From left, mason Keith McLean, estates boss Phil Bolam, Team Force Restoration MD Brendan Teasdale and site supervisor Craig Burt.
From left, mason Keith McLean, estates boss Phil Bolam, Team Force Restoration MD Brendan Teasdale and site supervisor Craig Burt.

Blyth firm Team Force Restoration is carrying out conservation work on the 300-year-old walled garden at Auckland Castle in County Durham.

The job, due to be completed this month, follows the £17m restoration of the castle, home to the prince bishops of Durham for 900 years.

According to an archaeological survey last year, the two-acre walled garden site dates from the 1670s, but its present walls were only built in the 18th century.

Over recent years, the garden had become derelict.

Scaffolding has been put up, and some stretches of wall affected by ground subsidence have had to be propped up.

A 10-strong team of craftsmen from the Quay Road firm have also had to cope with the added complication of working alongside a colony of bats.

Team Force Restoration managing director Brendan Teasdale said: “We are privileged to be part of this significant project.

“The consolidation work we are carrying out to these historic walls will safeguard them for future generations.

“Careful consideration is taken when repairs to this type of decayed masonry are carried out because under no circumstances do we want to change the overall appearance.

“As always with heritage restoration, the work is very detailed, involving meticulous research, as well as brick-by-brick recording and then careful dismantling where the walls have subsided.”

“We have also replaced stone copings, rebuilt foundations, replaced bricks and stone, installed reinforcement, inserted ties and carried out repointing and consolidation work where cement mortars had been removed.

“Most historic properties we work on need intervention. However, we don’t want to change the aesthetics of a building unless it is absolutely necessary for public safety, so when bricks are replaced, it is only when necessary, ensuring that any repairs are kept to the minimum.

“It is also important that the original bricks still show signs of erosion, demonstrating the history of the wall.”

Phil Bolam, head of estates at the castle, added: “We are very pleased to be working with Team Force Restoration on this the first stage of the walled garden restoration.

“After many years of neglect, the walled garden was in need of a great deal of care and attention.

“Team Force Restoration’s skills in accurate restoration were ideally suited to bring the garden wall back to its original 17th century characteristics.

“The position and layout of the garden added to the challenge, with steep terracing and almost unpassable terrain.

“The team are coping with professionalism and skill to ensure the work is completed on time.

“Their understanding of historic accuracy in materials and craftsmanship ensure that this feature will be sympathetically restored.

“This is the first stage of a very exciting restoration and build project.
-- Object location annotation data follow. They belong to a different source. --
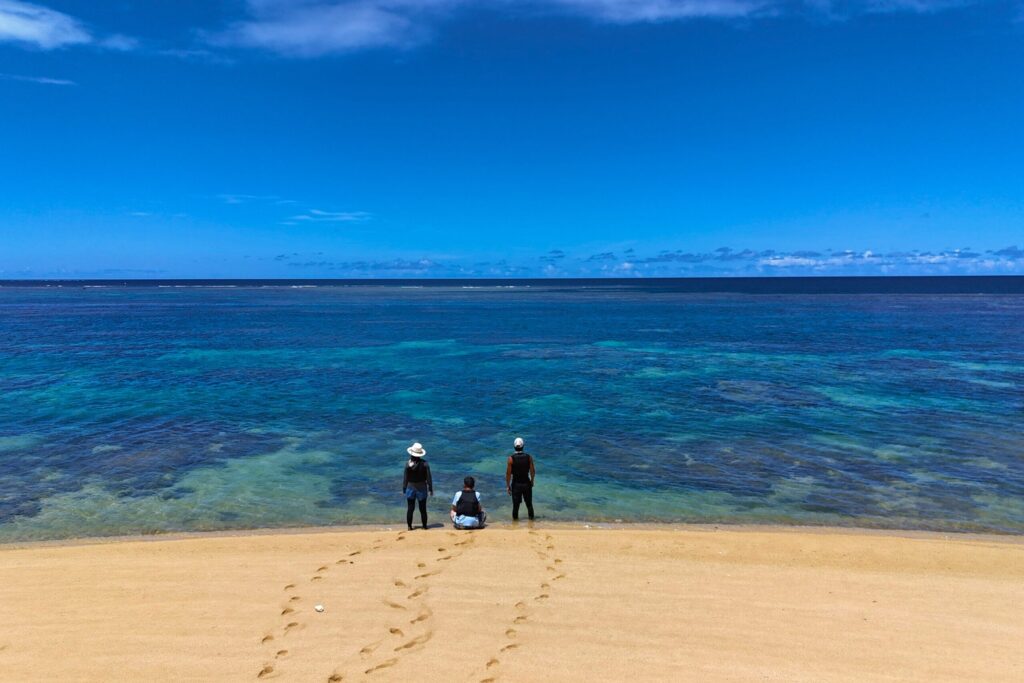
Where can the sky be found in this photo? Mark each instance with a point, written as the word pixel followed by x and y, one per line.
pixel 438 138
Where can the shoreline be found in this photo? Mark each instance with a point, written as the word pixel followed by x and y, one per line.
pixel 529 602
pixel 1010 539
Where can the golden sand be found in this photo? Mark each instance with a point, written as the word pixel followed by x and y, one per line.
pixel 517 604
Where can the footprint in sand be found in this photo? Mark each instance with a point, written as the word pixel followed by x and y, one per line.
pixel 415 642
pixel 383 665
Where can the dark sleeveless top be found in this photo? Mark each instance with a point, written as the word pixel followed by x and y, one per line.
pixel 520 468
pixel 468 505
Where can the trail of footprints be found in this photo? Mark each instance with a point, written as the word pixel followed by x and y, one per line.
pixel 291 623
pixel 413 627
pixel 409 603
pixel 543 547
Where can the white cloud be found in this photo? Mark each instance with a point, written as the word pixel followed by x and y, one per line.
pixel 317 216
pixel 37 79
pixel 313 28
pixel 310 29
pixel 632 11
pixel 39 27
pixel 119 43
pixel 29 25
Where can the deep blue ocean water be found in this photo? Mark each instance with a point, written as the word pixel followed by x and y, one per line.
pixel 152 409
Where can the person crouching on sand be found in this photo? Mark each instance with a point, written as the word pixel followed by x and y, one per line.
pixel 417 483
pixel 466 509
pixel 519 477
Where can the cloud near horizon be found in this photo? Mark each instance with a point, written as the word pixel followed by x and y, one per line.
pixel 315 28
pixel 720 262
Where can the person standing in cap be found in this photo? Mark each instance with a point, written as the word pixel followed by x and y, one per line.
pixel 417 483
pixel 519 477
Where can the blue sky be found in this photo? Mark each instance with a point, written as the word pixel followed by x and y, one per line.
pixel 510 137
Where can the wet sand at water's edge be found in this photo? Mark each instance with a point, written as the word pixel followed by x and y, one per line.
pixel 517 604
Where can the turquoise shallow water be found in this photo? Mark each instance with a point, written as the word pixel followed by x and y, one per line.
pixel 127 411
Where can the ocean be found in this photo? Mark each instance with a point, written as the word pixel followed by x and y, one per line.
pixel 163 406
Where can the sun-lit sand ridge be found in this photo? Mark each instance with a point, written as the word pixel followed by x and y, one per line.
pixel 566 603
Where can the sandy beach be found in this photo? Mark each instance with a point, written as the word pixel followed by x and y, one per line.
pixel 528 604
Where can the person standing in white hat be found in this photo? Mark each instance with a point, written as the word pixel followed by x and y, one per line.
pixel 417 483
pixel 519 476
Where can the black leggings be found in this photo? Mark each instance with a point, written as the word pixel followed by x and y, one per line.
pixel 423 512
pixel 519 496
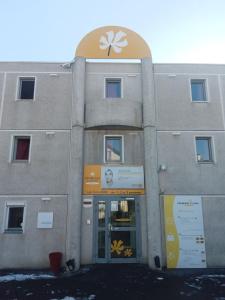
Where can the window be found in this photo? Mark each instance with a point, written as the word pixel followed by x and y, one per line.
pixel 113 88
pixel 21 148
pixel 198 90
pixel 14 219
pixel 26 88
pixel 113 149
pixel 204 149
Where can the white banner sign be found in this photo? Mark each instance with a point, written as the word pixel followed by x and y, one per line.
pixel 122 177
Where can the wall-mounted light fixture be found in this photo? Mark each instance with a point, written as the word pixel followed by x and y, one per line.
pixel 162 167
pixel 50 133
pixel 175 133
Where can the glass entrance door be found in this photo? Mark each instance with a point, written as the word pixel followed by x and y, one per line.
pixel 116 229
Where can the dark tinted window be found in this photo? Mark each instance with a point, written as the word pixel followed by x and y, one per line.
pixel 26 88
pixel 15 218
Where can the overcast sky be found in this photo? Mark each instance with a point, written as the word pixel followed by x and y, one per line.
pixel 50 30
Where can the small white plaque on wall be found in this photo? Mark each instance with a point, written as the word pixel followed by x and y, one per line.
pixel 45 220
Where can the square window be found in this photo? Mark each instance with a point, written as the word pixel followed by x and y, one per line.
pixel 198 90
pixel 204 149
pixel 21 148
pixel 113 88
pixel 26 88
pixel 15 216
pixel 113 149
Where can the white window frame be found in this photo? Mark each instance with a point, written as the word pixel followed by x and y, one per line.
pixel 121 85
pixel 12 147
pixel 6 217
pixel 18 88
pixel 212 145
pixel 205 80
pixel 104 148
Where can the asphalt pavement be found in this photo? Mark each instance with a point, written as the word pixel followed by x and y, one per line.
pixel 124 281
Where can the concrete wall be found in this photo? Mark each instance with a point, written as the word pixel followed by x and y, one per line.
pixel 47 171
pixel 31 249
pixel 184 175
pixel 94 146
pixel 50 108
pixel 214 224
pixel 126 110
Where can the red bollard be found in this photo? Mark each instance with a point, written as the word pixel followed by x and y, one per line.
pixel 55 261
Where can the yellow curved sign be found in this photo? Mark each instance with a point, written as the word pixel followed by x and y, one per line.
pixel 113 42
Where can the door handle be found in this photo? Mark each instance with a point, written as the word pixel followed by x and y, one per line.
pixel 109 227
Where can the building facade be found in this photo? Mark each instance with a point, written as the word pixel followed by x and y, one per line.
pixel 109 161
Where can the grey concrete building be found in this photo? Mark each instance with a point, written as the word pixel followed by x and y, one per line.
pixel 112 161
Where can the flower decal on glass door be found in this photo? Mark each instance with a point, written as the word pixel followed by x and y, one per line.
pixel 115 41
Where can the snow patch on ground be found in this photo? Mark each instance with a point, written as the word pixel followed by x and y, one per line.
pixel 22 277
Without this initial restoration work, the project could not progress, and we look forward to beginning the second phase of work in May 2016.”

Planning permission was granted in April 2015 for the £17m restoration of the castle, a key step in the wider £60m renovation of one of Britain’s most important historical sites, being redeveloped by the Auckland Castle Trust as a new heritage destination.
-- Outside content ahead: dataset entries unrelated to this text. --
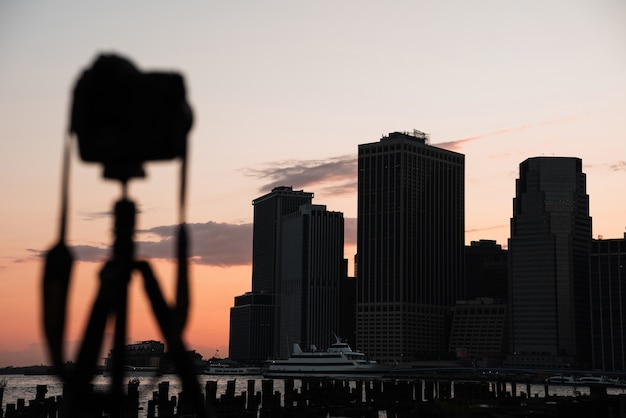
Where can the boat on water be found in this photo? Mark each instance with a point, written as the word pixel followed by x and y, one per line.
pixel 561 379
pixel 222 369
pixel 137 371
pixel 142 358
pixel 584 380
pixel 338 360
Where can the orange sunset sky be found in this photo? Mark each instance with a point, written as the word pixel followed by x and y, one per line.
pixel 283 92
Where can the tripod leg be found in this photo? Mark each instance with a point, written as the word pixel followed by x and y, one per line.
pixel 172 333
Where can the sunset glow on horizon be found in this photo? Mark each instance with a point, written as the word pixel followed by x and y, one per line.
pixel 283 94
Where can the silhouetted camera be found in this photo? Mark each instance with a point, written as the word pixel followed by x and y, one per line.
pixel 123 117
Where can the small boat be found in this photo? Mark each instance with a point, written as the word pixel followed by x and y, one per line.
pixel 338 360
pixel 137 371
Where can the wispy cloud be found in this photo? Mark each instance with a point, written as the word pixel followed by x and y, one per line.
pixel 458 144
pixel 488 228
pixel 336 175
pixel 92 216
pixel 211 243
pixel 618 166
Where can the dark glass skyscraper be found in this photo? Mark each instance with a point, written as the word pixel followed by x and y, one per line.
pixel 312 277
pixel 410 244
pixel 255 319
pixel 549 263
pixel 608 299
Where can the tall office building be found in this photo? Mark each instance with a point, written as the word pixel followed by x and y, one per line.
pixel 486 271
pixel 410 243
pixel 260 310
pixel 549 264
pixel 312 275
pixel 608 298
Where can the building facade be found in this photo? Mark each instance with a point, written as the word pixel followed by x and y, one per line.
pixel 549 264
pixel 269 210
pixel 478 331
pixel 486 271
pixel 312 275
pixel 410 243
pixel 608 304
pixel 251 328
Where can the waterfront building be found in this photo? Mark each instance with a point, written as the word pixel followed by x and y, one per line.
pixel 549 265
pixel 608 298
pixel 486 270
pixel 478 331
pixel 410 243
pixel 269 210
pixel 312 271
pixel 251 328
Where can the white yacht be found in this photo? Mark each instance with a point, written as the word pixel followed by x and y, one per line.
pixel 216 368
pixel 338 360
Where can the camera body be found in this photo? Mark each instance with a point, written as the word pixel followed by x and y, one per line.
pixel 123 117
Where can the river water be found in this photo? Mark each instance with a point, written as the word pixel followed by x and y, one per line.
pixel 24 387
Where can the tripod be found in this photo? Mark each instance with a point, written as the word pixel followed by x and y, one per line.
pixel 122 118
pixel 112 300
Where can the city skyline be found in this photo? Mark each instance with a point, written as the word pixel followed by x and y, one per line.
pixel 282 95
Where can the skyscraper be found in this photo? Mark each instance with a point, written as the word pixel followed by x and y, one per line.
pixel 410 245
pixel 312 277
pixel 608 298
pixel 255 319
pixel 549 264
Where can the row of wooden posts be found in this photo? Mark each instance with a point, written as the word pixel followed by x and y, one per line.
pixel 315 397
The castle, once the work is complete, is expected to welcome 120,000 visitors a year, creating more than 100 full-time jobs and generating £3m in annual revenue.

Team Force Restoration, founded in 2002, has worked on more than 150 historical and ecclesiastical buildings for clients including the National Trust and Historic England.

Sites it has previously worked on include Seaton Delaval Hall, Lindisfarne Priory, the Coquet Island bird sanctuary, Beadnell’s lime kilns, St Matthew’s Church in Newcastle and the Black Barn, near Bardon Mill.